Ron Padgett is the author of You Never Know (Coffeehouse Press, 2002), Poems I Guess I Wrote (2001), New & Selected Poems (1995), The Big Something (1990), Triangles in the Afternoon (1979), Great Balls of Fire (1969), and other collections. He has also published a volume of selected prose entitled Blood Work (1993), and translations of Blaise Cendrars' Complete Poems (1992), Pierre Cabanne's Dialogues with Marcel Duchamp (1971), and Guillaume Apollinaire's The Poet Assassinated (1968), among others. For his translations Padgett has received grants and awards from the National Endowment for the Arts, the New York State Council on the Arts, and Columbia University's Translation Center. He was the editor-in-chief of World Poets, a three-volume reference book (Charles Scribner's Sons, 2000).
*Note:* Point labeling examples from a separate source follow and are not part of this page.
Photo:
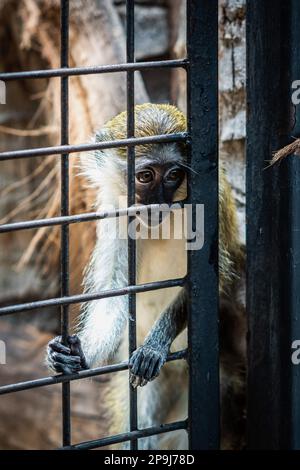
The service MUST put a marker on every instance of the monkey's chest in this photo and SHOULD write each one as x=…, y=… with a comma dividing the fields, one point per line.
x=160, y=260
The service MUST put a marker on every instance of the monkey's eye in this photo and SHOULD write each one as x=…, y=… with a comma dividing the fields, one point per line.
x=175, y=175
x=145, y=176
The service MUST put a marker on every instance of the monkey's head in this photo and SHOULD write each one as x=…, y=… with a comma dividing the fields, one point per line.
x=160, y=169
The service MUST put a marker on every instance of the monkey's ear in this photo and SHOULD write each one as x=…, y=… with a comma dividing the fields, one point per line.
x=91, y=163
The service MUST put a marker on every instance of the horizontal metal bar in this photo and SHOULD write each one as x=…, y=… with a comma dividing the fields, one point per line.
x=59, y=149
x=127, y=436
x=84, y=374
x=92, y=70
x=74, y=219
x=80, y=298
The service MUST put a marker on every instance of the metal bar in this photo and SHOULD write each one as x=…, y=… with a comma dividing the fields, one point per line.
x=64, y=261
x=59, y=149
x=202, y=47
x=80, y=298
x=78, y=218
x=133, y=419
x=84, y=374
x=290, y=247
x=128, y=436
x=270, y=198
x=92, y=70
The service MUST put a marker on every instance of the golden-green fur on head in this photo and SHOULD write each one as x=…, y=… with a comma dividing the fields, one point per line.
x=150, y=119
x=159, y=119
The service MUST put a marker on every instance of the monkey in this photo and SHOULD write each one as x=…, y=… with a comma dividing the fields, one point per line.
x=161, y=171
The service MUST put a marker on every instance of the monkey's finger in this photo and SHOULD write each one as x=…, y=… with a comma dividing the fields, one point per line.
x=157, y=368
x=135, y=362
x=146, y=364
x=59, y=347
x=135, y=380
x=150, y=370
x=65, y=359
x=76, y=349
x=64, y=369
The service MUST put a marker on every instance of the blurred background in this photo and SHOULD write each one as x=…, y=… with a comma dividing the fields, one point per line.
x=30, y=188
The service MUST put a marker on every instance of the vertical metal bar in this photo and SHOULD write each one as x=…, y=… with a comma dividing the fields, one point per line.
x=203, y=334
x=291, y=253
x=66, y=409
x=272, y=205
x=130, y=201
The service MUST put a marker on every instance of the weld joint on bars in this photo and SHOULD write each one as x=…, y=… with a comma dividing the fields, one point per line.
x=128, y=436
x=63, y=149
x=93, y=70
x=79, y=218
x=81, y=298
x=84, y=374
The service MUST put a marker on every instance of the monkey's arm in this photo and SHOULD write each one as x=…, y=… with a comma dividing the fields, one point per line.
x=102, y=321
x=146, y=362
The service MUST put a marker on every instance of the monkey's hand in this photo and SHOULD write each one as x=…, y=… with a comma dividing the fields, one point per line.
x=145, y=364
x=66, y=359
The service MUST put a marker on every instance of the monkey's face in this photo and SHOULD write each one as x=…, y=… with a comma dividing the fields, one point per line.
x=157, y=184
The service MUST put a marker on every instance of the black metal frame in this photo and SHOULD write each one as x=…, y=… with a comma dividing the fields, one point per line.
x=202, y=138
x=273, y=250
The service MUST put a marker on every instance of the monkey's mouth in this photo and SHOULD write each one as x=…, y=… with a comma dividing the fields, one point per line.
x=152, y=218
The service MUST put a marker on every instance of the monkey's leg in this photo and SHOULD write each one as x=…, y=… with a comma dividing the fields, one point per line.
x=162, y=401
x=147, y=361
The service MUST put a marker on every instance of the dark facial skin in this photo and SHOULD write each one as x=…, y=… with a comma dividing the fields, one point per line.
x=156, y=184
For twenty years Padgett was the publications director of Teachers & Writers Collaborative. He lives in New York City.
Robin Reinach is a native New Yorker with an MFA from Columbia. She practiced as a psychotherapist in the private sector until the birth of her daughter. She has published articles relating to her work as a therapist in T'ai Chi Magazine, AHP Perspective, Qi Magazine and Blac*Tress among others.
Abraham Smith is a native of Ladysmith, WI. His poems have most recently appeared or are forthcoming in American Poetry Review, Fence, Greensboro Review, New Orleans Review, Painted Bride Quarterly, and Xconnect. He will be graduating with an MFA in creative writing from the University of Alabama, where he was a 2003 Teaching-Writing Fellow, this May.
Sparrow is studying Hebrew with his daughter Sylvia. They live (with Violet Snow) in Phoenicia, NY, within the Catskill Park. See Soft Skull Press for Sparrow's books.
Jon Thompson is an Associate Professor of English at North Carolina State University, where he edits Free Verse: A Journal of Contemporary Poetry & Poetics.
Kristen Tracy's poems have appeared in Threepenny Review, North American Review, Poetry Northwest, Pequod, Quarterly West, Northwest Review and elsewhere. She co-edited A Chorus for Peace: A Global Anthology of Poetry by Women. (University of Iowa Press, 2002) She is a doctoral candidate at Western Michigan University where she teaches creative writing and children's literature.
G. C. Waldrep's first book of poems, Goldbeater's Skin, won the 2003 Colorado Prize and will appear in December from CLP/University of Colorado Press. His poems have appeared in Poetry, Gettysburg Review, Seneca Review, Conduit, Black Warrior Review and other journals. He lives in North Carolina.